With 90 people still missing since the conflict and the abuse of wartime prisoners largely unpunished, victims’ families in the town of Hadzici say they’re losing hope of seeing justice.
After seizing the small town of Hadzici near Sarajevo 22 years ago, Bosnian Serb forces started rounding up hundreds of Bosniaks on May 15, 1992, and imprisoning them in improvised jails and detention centres. Some were never seen again and many of the perpetrators have not been prosecuted.
Among those arrested was Miralem Sehic, who was locked up in the local sports hall, which became the town’s biggest detention facility. Here he and others suffered terrible abuse at the hands of their captors. His son, who was detained alongside him, was also beaten several times.
“A single day could not pass without some group [of people] coming and abusing us,” Sehic told BIRN at a ceremony to commemorate the anniversary start of the conflict in the town.
He said that detainees were physically and psychologically tortured and held in inhumane conditions, without enough food.
“The worst beatings were after Eid. On the second day of Eid, they brought in large groups [of detainees], covered with blood… Three or four men from the village of Zunovnica were brought in with crosses carved on their faces; they were beaten up,” he said.
Sehic recalled that one day a woman arrived with a group of Serb fighters and ordered some of the detainees to have sex with each other in public.
“She first chose the younger people, three or four of them, and the oldest ones. The younger ones had to do it orally to these elderly people. It was in the hall in front of all the detainees,” he recalled.
After a month, the prisoners were transported to a military barracks in Lukavica, closer to Sarajevo.
Among them was Redjo Basic, who recalled how he was beaten up during the journey.
“The doors of the bus opened. Two or three police officers entered from the front, while three or four entered from the back of the bus, and they were beating everyone they could…They beat us until they ran out of strength,” he said.
During the three days they were held at the barracks in Lukavica, they were assaulted constantly, Basic said.
“When they came in, they first went to beat up the young people. They beat those young people as much as they could. When they got tired, they left. Then the next ones were coming and continuing to do the same thing,” he said.
Forty-six Bosniak prisoners were taken away from the barracks and have not been seen since. The Association for Prisoners and Missing Persons from Hadzici said that it has searched for their remains in two different places, but has found nothing, although new information about the possible location of a mass grave has raised fresh hopes.
So far, the remains of 160 murdered people from the town have been found in several mass graves around East Sarajevo, Hadzici and Mount Igman. A total of 90 remain missing, however.
So far just four former Bosnian Serb soldiers have been convicted of war crimes in Hadzici.
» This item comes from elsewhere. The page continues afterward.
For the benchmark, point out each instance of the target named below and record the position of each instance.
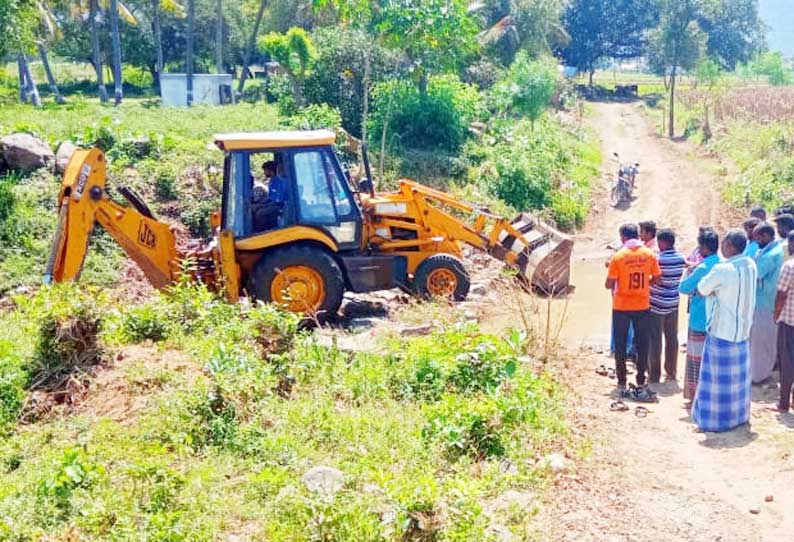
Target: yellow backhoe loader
(305, 236)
Rade Veselinovic, a former military police officer, was jailed for seven and a half years for the illegal detentions, torture, forced disappearances and murders in the town.
Meanwhile Nemanja Jovicic was jailed for ten years for rapes, inhumane treatment and robberies of non-Serbs, Vlastimir Pusara was sentenced to seven years for participating in the unlawful arrest and torture of civilians during an attack on the village of Musici, and Boro Krsmanovic was sentenced to three years for intimidation, threats and the looting of Bosniaks’ property.
Former prisoners have expressed anger because no senior figure has yet been prosecuted for the crimes that were committed in the detention centres in Hadzici.
The Bosnian state prosecution insisted however that cases were underway.
“Some of the cases are under investigation; in other words, the order to start an investigation against the suspects has been given. In order to protect the investigation, we cannot give more information about these cases,” said prosecution spokesman Boris Grubesic.
But the families of some of the victims have now filed a complaint to the European Court of Human Rights in Strasboug, arguing that it represents their last hope of finding the missing and winning compensation.
“I do not expect much,” said Ferida Nisic, who has been searching for his lost brother for 22 years. “But I would most love to find out the truth about our missing ones.”